Nzima stated the exact motivation behind hosting the Nations Cup: “We want people to come back; what we saw during the soccer World Cup must be replicated now. During the World Cup, we had quite a lot of people, especially coming from outside the African continent visiting the townships of Soweto and Umulazi to get their experiences. We had pre and post tournament visits. We expect to see the same thing.
“A lot of people who came from Europe during the World Cup found it difficult returning back to their countries. Many wanted to live in Soweto; there were those who got lost and were found in Soweto. So we have a lot to share; our culture, our heritage…this is something that is not talked enough of but something we would like you to see.’’
150,000 Potential Repeat Visitors
The SAT team has a number to work on. “Those who come here for the soccer tournament must come back as tourists in the not-so-distant future,” Nzima said, “and we would like you to experience the country and feel very much at home. We are expecting about 150,000 people to come through.
They (repeat visits) won’t happen unless as a country we open up and we are warm to people coming here for the AFCON.
I expect that we will also have another incident-free event that we can be proud of together. We did that with the soccer World Cup; 310,000 people were in South Africa during the World Cup incident free. I wish and hope that we can do the same thing,” he said.
Evoking the African Spirit
On more than one occasion, Nzima appealed for support from other African countries. “Remember, in the eyes of the Europeans, in the eyes of the Americans and the Asians, whatever happens in Ghana, whatever happens in Morocco is in Africa and all of us get affected anyway. So if there’s anything we can do for ourselves), we need to be optimistic about our own continent, about things we are doing for ourselves, and not go out there and beg for support as if we’re not capable of things.
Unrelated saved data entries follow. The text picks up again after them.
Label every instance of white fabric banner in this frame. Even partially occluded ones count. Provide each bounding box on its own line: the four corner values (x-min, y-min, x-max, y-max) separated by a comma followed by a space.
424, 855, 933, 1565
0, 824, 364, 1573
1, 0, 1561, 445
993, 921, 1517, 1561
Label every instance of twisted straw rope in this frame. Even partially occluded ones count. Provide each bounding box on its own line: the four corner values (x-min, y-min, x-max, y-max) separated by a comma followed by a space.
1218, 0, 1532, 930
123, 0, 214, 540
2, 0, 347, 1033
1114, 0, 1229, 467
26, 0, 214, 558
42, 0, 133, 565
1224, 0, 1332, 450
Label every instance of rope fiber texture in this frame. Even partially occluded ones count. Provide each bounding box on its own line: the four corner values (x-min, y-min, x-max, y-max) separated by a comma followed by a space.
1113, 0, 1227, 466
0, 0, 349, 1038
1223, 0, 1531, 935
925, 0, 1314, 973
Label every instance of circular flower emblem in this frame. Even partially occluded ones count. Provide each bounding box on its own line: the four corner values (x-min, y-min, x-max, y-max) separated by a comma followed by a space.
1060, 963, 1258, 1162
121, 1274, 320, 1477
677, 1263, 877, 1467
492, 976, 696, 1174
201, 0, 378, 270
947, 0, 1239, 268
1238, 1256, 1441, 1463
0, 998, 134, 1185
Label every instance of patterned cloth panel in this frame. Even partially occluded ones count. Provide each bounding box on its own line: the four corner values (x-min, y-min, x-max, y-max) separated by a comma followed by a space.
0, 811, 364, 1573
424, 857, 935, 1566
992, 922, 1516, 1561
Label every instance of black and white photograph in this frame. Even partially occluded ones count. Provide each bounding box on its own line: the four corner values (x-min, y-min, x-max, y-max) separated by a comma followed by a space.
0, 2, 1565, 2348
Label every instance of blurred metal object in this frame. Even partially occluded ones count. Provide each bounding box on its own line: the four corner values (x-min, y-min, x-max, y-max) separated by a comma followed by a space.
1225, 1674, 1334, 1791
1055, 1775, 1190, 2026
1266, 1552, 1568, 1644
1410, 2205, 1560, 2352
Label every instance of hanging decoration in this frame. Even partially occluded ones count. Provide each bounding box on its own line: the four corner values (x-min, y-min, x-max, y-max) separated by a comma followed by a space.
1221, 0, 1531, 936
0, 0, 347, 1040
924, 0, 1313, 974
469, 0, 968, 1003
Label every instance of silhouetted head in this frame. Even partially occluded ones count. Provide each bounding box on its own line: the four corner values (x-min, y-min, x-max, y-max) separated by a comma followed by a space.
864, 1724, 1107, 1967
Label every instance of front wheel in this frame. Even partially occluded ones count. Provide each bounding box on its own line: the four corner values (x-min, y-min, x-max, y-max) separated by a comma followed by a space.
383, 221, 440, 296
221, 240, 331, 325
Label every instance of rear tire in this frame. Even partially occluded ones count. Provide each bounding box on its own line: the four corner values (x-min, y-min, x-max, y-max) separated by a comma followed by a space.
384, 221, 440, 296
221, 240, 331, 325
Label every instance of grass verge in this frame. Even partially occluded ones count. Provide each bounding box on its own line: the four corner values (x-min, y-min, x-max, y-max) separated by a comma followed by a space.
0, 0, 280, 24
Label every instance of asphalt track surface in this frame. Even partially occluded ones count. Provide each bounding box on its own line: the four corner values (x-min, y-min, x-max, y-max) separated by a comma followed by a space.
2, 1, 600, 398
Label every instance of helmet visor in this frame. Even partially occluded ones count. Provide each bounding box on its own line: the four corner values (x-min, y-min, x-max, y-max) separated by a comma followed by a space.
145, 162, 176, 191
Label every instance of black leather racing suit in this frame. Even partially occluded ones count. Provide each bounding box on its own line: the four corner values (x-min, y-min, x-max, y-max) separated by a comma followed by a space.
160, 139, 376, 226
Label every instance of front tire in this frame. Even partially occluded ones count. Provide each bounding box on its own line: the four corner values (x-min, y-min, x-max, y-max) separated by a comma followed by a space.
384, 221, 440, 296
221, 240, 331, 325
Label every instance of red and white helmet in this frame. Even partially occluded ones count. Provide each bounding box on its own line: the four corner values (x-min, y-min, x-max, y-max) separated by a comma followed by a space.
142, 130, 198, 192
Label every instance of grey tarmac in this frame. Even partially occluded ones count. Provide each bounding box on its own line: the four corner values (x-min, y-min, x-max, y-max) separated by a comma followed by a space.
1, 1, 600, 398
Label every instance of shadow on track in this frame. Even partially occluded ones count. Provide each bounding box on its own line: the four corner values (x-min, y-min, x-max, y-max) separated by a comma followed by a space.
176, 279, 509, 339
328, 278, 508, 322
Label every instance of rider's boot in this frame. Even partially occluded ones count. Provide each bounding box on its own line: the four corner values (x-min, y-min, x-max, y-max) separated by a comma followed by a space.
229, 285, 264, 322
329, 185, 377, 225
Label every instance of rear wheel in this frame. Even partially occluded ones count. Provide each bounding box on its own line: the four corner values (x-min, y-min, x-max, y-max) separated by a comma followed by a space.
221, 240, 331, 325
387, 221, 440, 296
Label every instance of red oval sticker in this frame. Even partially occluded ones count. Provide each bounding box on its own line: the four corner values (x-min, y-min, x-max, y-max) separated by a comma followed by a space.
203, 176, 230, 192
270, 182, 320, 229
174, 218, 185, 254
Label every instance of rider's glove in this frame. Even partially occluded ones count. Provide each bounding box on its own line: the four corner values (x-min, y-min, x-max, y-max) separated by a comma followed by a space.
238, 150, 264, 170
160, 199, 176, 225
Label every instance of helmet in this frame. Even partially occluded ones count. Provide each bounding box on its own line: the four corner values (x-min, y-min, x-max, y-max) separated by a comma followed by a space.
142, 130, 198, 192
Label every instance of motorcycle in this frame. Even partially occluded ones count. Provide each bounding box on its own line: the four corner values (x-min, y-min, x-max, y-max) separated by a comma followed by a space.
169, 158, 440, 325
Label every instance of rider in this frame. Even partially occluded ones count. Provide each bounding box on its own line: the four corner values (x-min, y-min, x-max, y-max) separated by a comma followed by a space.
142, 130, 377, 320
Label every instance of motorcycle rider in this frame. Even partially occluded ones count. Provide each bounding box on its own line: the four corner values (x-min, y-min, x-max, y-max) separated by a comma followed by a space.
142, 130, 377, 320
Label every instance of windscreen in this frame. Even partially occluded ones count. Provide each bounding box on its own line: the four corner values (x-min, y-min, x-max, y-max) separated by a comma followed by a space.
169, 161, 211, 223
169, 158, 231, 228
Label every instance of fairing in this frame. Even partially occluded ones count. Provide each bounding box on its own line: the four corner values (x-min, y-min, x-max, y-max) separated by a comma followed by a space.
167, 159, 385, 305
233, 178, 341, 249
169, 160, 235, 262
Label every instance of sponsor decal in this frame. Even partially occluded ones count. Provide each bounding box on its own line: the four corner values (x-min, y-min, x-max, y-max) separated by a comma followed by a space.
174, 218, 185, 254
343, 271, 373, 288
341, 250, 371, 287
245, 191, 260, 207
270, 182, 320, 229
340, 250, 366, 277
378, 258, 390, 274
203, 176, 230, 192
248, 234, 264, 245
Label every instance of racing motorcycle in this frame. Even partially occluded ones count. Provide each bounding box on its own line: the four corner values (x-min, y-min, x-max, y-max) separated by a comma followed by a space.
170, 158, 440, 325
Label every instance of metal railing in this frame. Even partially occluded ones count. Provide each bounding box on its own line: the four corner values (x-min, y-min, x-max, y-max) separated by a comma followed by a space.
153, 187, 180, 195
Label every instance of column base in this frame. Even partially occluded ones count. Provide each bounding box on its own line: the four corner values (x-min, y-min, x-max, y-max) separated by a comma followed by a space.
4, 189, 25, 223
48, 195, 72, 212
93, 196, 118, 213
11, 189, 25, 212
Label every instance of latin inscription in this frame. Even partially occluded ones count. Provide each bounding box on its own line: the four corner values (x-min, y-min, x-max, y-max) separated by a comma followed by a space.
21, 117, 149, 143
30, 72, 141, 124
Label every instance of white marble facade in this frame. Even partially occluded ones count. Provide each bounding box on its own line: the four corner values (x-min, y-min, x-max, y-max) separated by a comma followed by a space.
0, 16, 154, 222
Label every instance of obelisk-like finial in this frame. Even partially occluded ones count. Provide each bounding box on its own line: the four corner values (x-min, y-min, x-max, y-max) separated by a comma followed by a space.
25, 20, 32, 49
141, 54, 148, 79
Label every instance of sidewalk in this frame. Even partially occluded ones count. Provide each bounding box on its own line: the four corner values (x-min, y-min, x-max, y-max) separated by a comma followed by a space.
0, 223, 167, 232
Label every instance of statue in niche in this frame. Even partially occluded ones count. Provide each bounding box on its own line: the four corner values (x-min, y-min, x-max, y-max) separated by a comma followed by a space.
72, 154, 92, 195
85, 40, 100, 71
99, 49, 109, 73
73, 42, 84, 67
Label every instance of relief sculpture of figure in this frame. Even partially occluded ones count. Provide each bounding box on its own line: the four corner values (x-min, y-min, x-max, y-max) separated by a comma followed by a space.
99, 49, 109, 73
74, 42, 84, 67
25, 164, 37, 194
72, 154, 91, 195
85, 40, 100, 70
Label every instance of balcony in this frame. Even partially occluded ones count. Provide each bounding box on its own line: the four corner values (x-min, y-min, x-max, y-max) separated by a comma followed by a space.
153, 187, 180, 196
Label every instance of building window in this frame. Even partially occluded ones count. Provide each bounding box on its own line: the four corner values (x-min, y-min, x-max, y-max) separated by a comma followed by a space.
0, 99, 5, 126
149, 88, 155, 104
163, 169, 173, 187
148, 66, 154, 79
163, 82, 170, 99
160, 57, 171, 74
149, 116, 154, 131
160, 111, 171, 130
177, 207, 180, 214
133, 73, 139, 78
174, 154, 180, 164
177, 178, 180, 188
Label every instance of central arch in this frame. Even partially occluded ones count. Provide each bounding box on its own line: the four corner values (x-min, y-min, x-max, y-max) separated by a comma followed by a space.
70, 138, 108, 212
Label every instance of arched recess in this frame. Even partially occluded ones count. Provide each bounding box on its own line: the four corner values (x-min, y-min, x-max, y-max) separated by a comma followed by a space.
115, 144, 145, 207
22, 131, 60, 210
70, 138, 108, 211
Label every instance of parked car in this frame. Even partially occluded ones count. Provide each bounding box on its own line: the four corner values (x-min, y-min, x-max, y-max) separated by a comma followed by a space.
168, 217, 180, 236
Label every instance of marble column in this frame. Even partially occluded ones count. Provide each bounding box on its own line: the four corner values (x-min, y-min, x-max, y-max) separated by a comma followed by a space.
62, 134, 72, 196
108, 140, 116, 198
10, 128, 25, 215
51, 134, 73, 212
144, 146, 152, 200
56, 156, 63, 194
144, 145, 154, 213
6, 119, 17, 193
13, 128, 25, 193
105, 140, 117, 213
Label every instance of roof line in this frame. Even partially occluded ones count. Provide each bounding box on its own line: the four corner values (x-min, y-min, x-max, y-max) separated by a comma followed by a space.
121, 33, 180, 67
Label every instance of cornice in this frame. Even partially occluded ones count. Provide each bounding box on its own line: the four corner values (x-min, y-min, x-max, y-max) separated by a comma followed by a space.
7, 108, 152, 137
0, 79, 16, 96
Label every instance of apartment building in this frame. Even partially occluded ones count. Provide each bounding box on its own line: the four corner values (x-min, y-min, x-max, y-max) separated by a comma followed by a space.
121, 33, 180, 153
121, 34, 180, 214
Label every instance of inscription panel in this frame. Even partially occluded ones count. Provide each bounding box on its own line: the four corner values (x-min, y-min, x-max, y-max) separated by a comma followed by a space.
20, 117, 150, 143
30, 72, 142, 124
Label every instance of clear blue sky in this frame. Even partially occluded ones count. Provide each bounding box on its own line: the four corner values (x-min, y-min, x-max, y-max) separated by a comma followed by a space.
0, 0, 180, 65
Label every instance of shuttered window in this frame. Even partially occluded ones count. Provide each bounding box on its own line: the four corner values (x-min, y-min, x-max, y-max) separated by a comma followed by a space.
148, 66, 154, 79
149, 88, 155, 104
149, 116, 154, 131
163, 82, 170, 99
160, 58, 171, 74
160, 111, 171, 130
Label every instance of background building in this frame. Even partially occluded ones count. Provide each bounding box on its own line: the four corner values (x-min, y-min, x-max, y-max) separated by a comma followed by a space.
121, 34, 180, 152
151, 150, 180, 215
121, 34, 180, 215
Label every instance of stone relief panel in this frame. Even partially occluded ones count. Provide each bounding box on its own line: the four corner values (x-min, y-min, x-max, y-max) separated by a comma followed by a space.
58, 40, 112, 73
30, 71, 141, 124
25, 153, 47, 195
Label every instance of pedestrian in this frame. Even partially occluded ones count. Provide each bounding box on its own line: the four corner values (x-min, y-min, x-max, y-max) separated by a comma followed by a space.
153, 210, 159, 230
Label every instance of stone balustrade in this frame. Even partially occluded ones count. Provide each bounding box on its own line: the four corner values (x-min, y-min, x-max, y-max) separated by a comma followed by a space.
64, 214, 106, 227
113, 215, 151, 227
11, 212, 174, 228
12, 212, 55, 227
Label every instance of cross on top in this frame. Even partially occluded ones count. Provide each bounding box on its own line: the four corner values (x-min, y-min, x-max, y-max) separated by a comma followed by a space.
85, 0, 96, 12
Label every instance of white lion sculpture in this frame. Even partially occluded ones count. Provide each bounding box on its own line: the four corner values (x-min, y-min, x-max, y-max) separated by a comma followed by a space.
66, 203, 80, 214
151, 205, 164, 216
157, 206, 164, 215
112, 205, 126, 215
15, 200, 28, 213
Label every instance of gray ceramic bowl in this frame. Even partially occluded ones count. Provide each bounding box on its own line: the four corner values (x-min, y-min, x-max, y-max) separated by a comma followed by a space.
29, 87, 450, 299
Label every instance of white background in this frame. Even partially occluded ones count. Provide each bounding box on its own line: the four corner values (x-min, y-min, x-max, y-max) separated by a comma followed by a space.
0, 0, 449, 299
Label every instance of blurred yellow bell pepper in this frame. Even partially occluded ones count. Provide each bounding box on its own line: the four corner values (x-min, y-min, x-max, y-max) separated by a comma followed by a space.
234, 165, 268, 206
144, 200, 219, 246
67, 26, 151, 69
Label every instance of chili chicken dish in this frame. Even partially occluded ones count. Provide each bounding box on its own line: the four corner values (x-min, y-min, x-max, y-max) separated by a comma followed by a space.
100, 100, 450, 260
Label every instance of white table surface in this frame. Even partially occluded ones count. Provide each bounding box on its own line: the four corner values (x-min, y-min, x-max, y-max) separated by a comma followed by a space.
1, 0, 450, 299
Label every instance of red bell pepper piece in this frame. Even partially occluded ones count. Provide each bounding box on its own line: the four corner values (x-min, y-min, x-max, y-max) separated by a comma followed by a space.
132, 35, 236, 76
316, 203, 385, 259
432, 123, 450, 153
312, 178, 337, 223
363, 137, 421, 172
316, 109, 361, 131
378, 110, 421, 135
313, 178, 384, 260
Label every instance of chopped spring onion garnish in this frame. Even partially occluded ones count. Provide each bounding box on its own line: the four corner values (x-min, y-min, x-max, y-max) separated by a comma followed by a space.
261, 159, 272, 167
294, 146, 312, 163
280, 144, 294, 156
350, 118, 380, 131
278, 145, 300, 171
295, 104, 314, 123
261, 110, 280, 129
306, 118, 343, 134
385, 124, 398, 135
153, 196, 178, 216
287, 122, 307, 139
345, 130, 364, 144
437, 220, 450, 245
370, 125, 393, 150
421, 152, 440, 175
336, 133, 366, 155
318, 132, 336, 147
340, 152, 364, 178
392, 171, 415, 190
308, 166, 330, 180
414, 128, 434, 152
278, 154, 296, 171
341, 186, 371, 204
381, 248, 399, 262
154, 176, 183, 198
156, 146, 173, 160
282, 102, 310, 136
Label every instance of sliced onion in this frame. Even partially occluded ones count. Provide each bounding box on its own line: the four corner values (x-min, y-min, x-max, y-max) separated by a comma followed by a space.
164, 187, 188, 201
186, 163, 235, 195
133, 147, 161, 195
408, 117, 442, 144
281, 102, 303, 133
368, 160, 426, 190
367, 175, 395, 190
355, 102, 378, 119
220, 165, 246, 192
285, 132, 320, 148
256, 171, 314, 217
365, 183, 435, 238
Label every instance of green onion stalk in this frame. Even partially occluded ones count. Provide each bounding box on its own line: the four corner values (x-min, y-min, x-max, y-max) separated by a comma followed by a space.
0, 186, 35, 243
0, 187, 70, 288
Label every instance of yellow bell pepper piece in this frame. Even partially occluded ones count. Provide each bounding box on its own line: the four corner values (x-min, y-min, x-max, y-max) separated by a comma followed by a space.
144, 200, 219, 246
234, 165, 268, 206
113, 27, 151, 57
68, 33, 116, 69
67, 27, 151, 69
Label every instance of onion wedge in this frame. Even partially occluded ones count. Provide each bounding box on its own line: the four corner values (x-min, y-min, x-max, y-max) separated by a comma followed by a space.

“So here is an opportunity for all of us to demonstrate that; to be as positive as the British are about their own country, as positive as the Germans are about their country; if you don’t love your country and your continent, nobody else will and nobody else will save it.
“Don’t be surprised if the European continent, the Asian continent runs us down as an African continent. It is so that these benefits of tourism will then shift to their own countries,” he explained.
“I’m putting the challenge to all of you; be positive about your country. We’re not saying don’t criticize when things are going wrong but be measured in your criticism. Tourism is a collaborative business and it creates jobs. It contributes to GDPs of various economies, so we’re quite excited about the impending football competition,” he said.